The original microKORG became a gateway synth for countless musicians, and nearly two decades later Korg decided it was time to give the legend a proper evolution rather than just a refresh. The microKORG 2 takes everything that made the first one special—compact size, intuitive workflow, iconic one-knob genre browsing—and rebuilds the engine from the ground up with significantly more sonic depth.
Under the hood you're getting a virtual analog synth with three oscillators instead of two, eight voices of polyphony in solo mode or four voices when running bi-timbral, and a completely redesigned modulation matrix with six slots for routing. The oscillators can produce saw, square, triangle, and sine waves plus single-cycle waveforms and one-shot samples, with waveshaping and advanced modulation including ring modulation, sync, and FM synthesis. There's a multimode filter with morphing capabilities, two envelopes, two LFOs with one-shot modes, and a configurable noise generator with built-in filtering. The effects section is genuinely useful—three series of modulation, delay, and reverb effects that can be mixed independently, plus a two-band parametric EQ on the output, so you can finish sounds completely in the box without external processing.

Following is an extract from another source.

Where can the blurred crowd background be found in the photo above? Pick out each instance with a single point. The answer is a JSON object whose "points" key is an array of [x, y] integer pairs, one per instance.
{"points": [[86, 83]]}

The 2.8-inch color display is where the microKORG 2 really shines for workflow. You get real-time visual feedback with animated sliders and knobs, an oscilloscope view, and the ability to see exactly how your edits are shaping the waveform. The 37 mini keys have been redesigned with better spacing between black and white keys for easier chord playing, and the five dedicated edit knobs let you tweak parameters on the fly during performance. Battery power via six AA batteries gives you roughly four hours of unplugged time, and USB-C connectivity handles MIDI and updates.
The vocoder section has been expanded with hard-tune pitch correction and a harmonizer, all fed by a dedicated gooseneck microphone included in the box. There's also a loop recorder for capturing phrases and layering new parts, an arpeggiator, and sequencer functionality.